Infant Protection Day is observed on 7th November to raise awareness for the protection and development of infants. Around the world, it is estimated that in 2019, approx 2.4 million children died in the first month of their life. Globally 7,000 newborns die every day, which constitutes 47% of all child deaths, under the age of 0-5 years, which was 40% in 1990.
According to The World Health Organisation’s report, In 2019, 2.4 million children died in the first month of their life. Every day there are approximately 7,000 deaths each day, which constitute 47% of all child deaths (under the age of 5 years), which estimates to one-third of deaths on the day of birth and approx three-quarter deaths within the first week of life.
The toddlers are little and vulnerable, like the beginning of all things, a ray of hope, and a dream of possibilities. After all, they are the future and it is rightly opined that ‘today’s children are tomorrow’s citizens.’ Hence it is very important to protect the infants for the sake of a peaceful tomorrow and to make the world a better place. Children are not anyone’s property; they are neither the property of their parents nor the society but are for sure our collective responsibility.
Although the total number of newborn deaths globally showed a decline in figures from 5 million in 1990 to 2.4 million in 2019, and the report stated that newborns face the greatest risk of deaths in their first 28 days.
Infant Protection Day promotes the proper development of infants and children to protect the well being and health of both mother and child. Alarmingly the first few hours and days are the most critical ones, for both to be carefully handled for their healthy future. Hence being careful toward them becomes our priority as the ‘future of the society lies on the nobility of infants today!’
Infant Mortality Rate in India
The rate of infant mortality in India is much higher than in other developed countries. According to the findings of The United Nations’ Child Mortality report In India, 721,000 infant deaths were reported in 2018, which means an average of 1,975 deaths per day.
The increasing burden of the population with supplementary lack in the health service facility, lack of proper awareness, and ignorance are the leading factors mainly contributing to an increment of the mortality rate. Breastfeeding which is a boon to the newborns as mother’s milk is the main source of protein and vitamins & proves as nectar for her child is not considered unfashionable in today’s world and thus, to the lack of proper nutrition, the child succumbs to infections easily and even loses the battle of life, when it doesn’t get medical facilities on time or proper care.
Many measures have been announced by the government to prevent infant mortality and also various schemes, catering to the need, of both mother and the child are brought, to its implementation.
Let’s look at the data from different countries with the highest number of newborn deaths in 2019.
Top 10 countries with the highest number (thousands) of newborn deaths- 2019
Number of newborn deaths (thousands)
|The Democratic Republic of the Congo||97|
|United Republic of Tanzania||43|
The given estimate clearly shows the position where India stands and how the structural issues like lack of appropriate facility at primary centers, delays in referring patients (to specialists), and unavailability of timely transportations which lead to high infant deaths.
Importance of Breastfeeding for the newborn
Undernutrition is estimated to be associated with 2.7 million child deaths annually or 45% of all child deaths. Breastfeeding is most important to improve & encourage the wellbeing of the child, improve their survival rates, and promote their growth and development. The starting two years are very crucial for the child as a lack of proper nutrition during this period can result in serious problems.

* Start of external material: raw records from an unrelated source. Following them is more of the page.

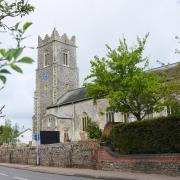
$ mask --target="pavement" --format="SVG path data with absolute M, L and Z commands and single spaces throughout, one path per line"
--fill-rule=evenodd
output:
M 11 174 L 13 173 L 13 176 Z M 39 174 L 38 174 L 39 173 Z M 16 175 L 17 174 L 17 175 Z M 7 175 L 7 176 L 6 176 Z M 51 176 L 51 177 L 50 177 Z M 172 177 L 160 174 L 131 173 L 120 171 L 102 171 L 92 169 L 60 168 L 20 164 L 0 163 L 0 180 L 180 180 L 180 176 Z M 6 178 L 6 179 L 5 179 Z M 9 180 L 9 179 L 7 179 Z

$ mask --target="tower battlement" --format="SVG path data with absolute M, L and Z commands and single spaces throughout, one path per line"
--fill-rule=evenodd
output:
M 51 36 L 49 36 L 48 34 L 46 34 L 44 38 L 42 38 L 41 36 L 38 36 L 38 47 L 44 46 L 47 43 L 50 43 L 52 41 L 59 41 L 61 43 L 69 44 L 71 46 L 76 46 L 75 36 L 72 36 L 71 38 L 69 38 L 66 33 L 60 36 L 58 31 L 54 28 Z

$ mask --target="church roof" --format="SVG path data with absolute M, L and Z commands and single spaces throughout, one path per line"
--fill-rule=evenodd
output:
M 72 104 L 84 100 L 92 99 L 91 97 L 88 97 L 85 94 L 85 88 L 78 88 L 73 89 L 70 91 L 67 91 L 65 94 L 63 94 L 58 100 L 55 105 L 49 106 L 47 109 L 53 108 L 53 107 L 59 107 L 62 105 Z

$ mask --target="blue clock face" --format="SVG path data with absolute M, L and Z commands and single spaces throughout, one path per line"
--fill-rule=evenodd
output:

Optimal breastfeeding is so critical that it could save the lives of over 8,20,000 children under the age of 5 years, each year.

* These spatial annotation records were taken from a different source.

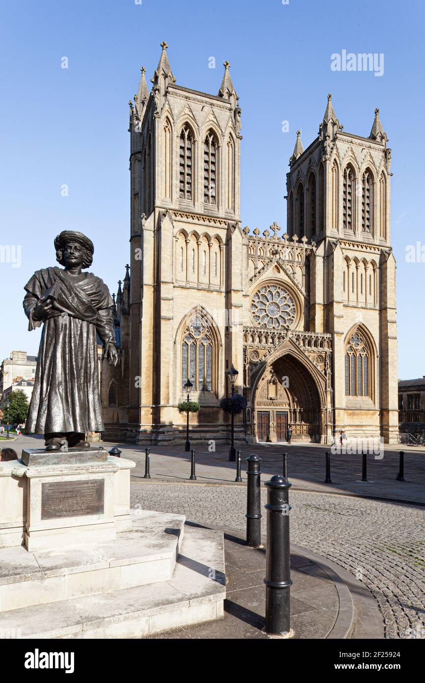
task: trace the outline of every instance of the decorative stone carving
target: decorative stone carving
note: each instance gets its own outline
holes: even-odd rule
[[[252,297],[251,314],[259,326],[268,329],[290,327],[295,319],[295,305],[283,287],[265,284]]]

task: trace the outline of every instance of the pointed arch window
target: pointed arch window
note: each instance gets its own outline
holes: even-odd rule
[[[235,210],[235,147],[230,135],[227,140],[227,208]]]
[[[164,196],[171,199],[171,126],[168,119],[164,124]]]
[[[316,178],[311,173],[308,178],[308,221],[309,234],[311,237],[316,234]]]
[[[147,140],[147,149],[146,154],[146,214],[147,216],[149,216],[151,212],[151,206],[152,204],[151,174],[152,174],[152,166],[151,163],[151,136],[149,135]]]
[[[319,197],[318,197],[318,232],[323,229],[323,192],[324,192],[324,173],[323,165],[320,163],[319,167]]]
[[[288,195],[288,234],[293,236],[293,195],[292,190]]]
[[[217,204],[217,140],[209,131],[204,141],[204,202]]]
[[[188,126],[185,126],[180,133],[179,145],[180,199],[193,199],[193,146],[192,130]]]
[[[300,183],[297,191],[297,234],[299,239],[304,234],[304,189]]]
[[[354,225],[354,173],[351,166],[344,169],[342,184],[342,224],[345,230],[353,230]]]
[[[338,230],[338,167],[335,162],[332,165],[332,227]]]
[[[387,239],[387,186],[383,173],[379,178],[379,230],[381,236]]]
[[[214,344],[211,331],[198,314],[185,328],[181,343],[181,391],[188,377],[195,391],[212,391]]]
[[[117,387],[114,382],[111,383],[109,387],[108,405],[110,408],[115,408],[117,406]]]
[[[362,178],[362,230],[366,234],[372,232],[373,182],[370,171],[365,171]]]
[[[350,337],[345,350],[345,395],[370,396],[370,353],[358,331]]]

According to sources, the first two years of a child’s life are particularly very important as the fulfillment of all the proteins and minerals can boost the child’s health or the lack of it can lead the child to suffer from undernutrition and other diseases.
It has been recommended by both WHO and UNICEF that:
- Early initiation of breastfeeding within 1 hour of birth.

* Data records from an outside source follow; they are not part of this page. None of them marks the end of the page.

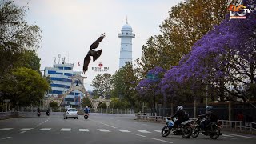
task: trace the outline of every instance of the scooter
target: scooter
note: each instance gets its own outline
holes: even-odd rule
[[[212,139],[217,139],[221,133],[221,122],[219,121],[212,122],[206,126],[206,130],[202,130],[200,126],[201,118],[198,118],[194,123],[192,137],[197,138],[201,132],[204,135],[209,135]]]
[[[192,134],[192,120],[187,120],[182,122],[178,127],[175,128],[174,122],[177,121],[177,118],[174,118],[173,120],[167,118],[166,120],[166,125],[162,129],[161,134],[162,137],[167,137],[169,134],[182,135],[183,138],[188,138]]]
[[[83,118],[87,120],[89,118],[89,114],[85,114],[85,115],[83,116]]]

- Exclusive breastfeeding for the first 6 months of life.
- Introduction of nutritionally-adequate and safe complementary (solid) foods at 6 months together with continued breastfeeding up to 2 years of age or beyond.
Whereas, most of the infants and children do not get minimum feeding. For example, during the years between 2015-2020, only 44% of infants aged between 0 to 6 months were exclusively breastfed, globally.
With all the challenges, the world has still made an appreciative substantial progress in child survival since 1990. The neonatal deaths all around the world declined from 5.0 million in 1990 to 2.4 million in 2019. But still, India has a long way to go to improve the health facility, with a history of spending a very little amount on health services and a declining GDP, it’s a big challenge for India. UNICEF has also joined hands with many organizations including government, civil society, etc in building communities and families to make a better world for the newborns.